We start by extracting the data and storing it in parquet format in S3. Airflow then reads the column names from the parquet file’s metadata, reads the data in chunks of 200 columns each and stores each chunk as a separate parquet file in S3. This read and write to S3 happens in sequence and is quite fast.
Then we use the Dynamic Task Mapping feature on Airflow to create as many parallel tasks as the number of chunked parquet files and each task:
- Loads the file as a temporary table on Redshift using COPY command
- Process (pivot to long format) the data by running an UNPIVOT query
The last step combines the data in each unpivoted long table and populates the final table. The heavy lift of converting data from wide to long is thus delegated to Redshift.

Results
Following the new design, we saw significant improvements in run time for large surveys. For a survey with data of ~1 Gb size, 5500+, columns and 110000+ rows:
Time taken | Impact on Airflow | Impact on Redshift | |
---|---|---|---|
Old | ~50 minutes | Very high load causing memory saturation as the whole unpivoting process multiplies memory usage | Low - Only query running is the COPY command loading the whole data into the database |
New | <10 minutes | Low memory load but more tasks are running in parallel | High load as multiple queries are running in parallel |
For smaller surveys with data less than 100 Mb, pandas chunk loading is better so we adopted a hybrid approach based on the size of data to be processed.
Learnings
Through this work, we surfaced and identified the following learnings and areas for further improvement:
- Store in Parquet from the start: Writing data in Parquet format from the outset turned out to be more efficient than converting it later on during loading tasks. This change though minor improved performance and simplified data management.
- Better data typing can reduce storage: We observed that loading the data with all columns cast as VARCHAR consumes a lot of storage in Redshift. We drop these wide tables after loading data into the final tables so the spike is temporary but to address this, we are considering more appropriate data typing.
- Need to implement proper roll-back and retry strategies: Our approach of processing data in chunks led to a series of dependent queries. To ensure atomicity, we designed the pipeline so that all chunked operations must succeed before committing any changes to the database. If any step fails, the entire operation is rolled back and retried - ensuring data consistency and preventing partial writes.

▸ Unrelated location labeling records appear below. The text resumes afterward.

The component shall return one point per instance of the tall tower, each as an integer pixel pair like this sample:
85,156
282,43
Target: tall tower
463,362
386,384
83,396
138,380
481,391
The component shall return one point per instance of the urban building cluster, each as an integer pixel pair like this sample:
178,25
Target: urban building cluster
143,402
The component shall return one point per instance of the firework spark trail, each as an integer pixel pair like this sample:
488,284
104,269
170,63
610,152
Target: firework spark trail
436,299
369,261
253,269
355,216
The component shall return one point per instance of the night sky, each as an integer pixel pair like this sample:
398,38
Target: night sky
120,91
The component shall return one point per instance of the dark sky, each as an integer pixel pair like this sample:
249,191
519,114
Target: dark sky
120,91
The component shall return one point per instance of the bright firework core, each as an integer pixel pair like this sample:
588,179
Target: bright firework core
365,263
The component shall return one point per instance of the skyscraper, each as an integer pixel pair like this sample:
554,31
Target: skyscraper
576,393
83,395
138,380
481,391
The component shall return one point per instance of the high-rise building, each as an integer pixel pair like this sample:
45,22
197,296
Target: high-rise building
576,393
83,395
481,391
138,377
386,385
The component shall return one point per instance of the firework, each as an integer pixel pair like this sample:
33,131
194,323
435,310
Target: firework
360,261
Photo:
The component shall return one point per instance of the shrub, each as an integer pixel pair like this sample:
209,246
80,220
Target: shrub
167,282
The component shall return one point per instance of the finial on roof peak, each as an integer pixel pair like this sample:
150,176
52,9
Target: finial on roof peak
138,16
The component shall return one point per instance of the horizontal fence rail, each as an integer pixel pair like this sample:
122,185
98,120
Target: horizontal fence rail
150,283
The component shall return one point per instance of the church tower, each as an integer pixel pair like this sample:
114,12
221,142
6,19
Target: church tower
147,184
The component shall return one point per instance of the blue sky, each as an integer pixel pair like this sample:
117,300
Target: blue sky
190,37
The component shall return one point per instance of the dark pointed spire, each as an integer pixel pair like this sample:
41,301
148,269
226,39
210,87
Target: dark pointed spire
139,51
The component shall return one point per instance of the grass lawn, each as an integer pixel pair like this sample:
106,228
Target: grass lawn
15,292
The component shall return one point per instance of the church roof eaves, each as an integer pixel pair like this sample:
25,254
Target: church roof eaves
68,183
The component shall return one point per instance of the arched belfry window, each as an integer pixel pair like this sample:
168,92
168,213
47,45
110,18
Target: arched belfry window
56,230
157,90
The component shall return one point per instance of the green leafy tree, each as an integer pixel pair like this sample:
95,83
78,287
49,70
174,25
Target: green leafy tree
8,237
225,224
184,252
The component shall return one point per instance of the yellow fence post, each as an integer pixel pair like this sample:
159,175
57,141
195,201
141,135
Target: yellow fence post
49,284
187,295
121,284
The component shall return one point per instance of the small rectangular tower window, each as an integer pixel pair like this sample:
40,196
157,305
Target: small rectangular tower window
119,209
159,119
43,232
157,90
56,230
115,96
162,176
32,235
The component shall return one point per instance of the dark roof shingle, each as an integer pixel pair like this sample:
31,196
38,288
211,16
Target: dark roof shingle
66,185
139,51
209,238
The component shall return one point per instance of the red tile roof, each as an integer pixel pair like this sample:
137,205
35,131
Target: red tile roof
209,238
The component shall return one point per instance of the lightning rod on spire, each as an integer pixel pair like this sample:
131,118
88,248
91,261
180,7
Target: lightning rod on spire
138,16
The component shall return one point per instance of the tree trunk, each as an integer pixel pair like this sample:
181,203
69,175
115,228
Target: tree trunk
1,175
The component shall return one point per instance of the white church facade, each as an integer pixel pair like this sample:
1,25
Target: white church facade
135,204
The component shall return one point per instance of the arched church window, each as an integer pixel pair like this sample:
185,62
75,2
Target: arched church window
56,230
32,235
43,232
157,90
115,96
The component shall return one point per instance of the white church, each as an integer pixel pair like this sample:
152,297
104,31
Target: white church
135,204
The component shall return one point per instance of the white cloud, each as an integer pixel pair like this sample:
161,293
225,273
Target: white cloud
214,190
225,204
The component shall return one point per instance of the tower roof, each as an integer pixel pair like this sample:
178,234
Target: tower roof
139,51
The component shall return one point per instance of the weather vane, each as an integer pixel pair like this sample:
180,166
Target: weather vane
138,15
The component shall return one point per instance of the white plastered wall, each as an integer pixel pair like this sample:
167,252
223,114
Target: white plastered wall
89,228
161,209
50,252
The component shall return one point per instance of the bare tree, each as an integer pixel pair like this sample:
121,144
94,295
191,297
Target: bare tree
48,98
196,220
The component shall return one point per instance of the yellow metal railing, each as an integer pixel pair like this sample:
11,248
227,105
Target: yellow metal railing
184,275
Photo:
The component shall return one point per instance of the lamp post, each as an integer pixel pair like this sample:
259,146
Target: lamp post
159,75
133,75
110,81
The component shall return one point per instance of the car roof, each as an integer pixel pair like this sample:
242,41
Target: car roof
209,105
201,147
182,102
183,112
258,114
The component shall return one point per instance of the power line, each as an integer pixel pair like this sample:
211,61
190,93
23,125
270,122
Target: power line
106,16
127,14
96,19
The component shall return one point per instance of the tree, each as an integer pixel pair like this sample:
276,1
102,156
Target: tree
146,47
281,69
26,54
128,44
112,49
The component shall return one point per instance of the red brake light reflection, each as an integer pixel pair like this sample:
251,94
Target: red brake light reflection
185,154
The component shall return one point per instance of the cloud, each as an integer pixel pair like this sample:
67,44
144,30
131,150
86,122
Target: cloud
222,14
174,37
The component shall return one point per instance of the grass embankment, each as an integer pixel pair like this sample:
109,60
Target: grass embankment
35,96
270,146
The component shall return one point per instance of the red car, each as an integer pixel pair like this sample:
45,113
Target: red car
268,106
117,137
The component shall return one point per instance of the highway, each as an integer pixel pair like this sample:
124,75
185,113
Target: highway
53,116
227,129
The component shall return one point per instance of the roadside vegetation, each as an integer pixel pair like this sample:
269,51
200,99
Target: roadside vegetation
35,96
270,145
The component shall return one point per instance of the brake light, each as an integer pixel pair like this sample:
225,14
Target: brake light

- Redshift memory limits: We encountered memory limit errors during query execution in Redshift. To mitigate this, we wrapped the query execution in try-except blocks, allowing us to handle these errors gracefully.
Conclusion
Our primary objective was to improve the efficiency and speed of data processing without incurring additional costs. By shifting the heavy data transformation tasks to Redshift and executing them in parallel on chunks of columns, we significantly reduced processing time for large surveys. This redesign allowed us to meet our pipeline SLAs while maintaining a lean architecture - leveraging existing infrastructure instead of scaling up or adding new components.
References
1: Apache Airflow is an open-source tool used to author, schedule and manage workflows used commonly in the field of data engineering to sequence the flow of data.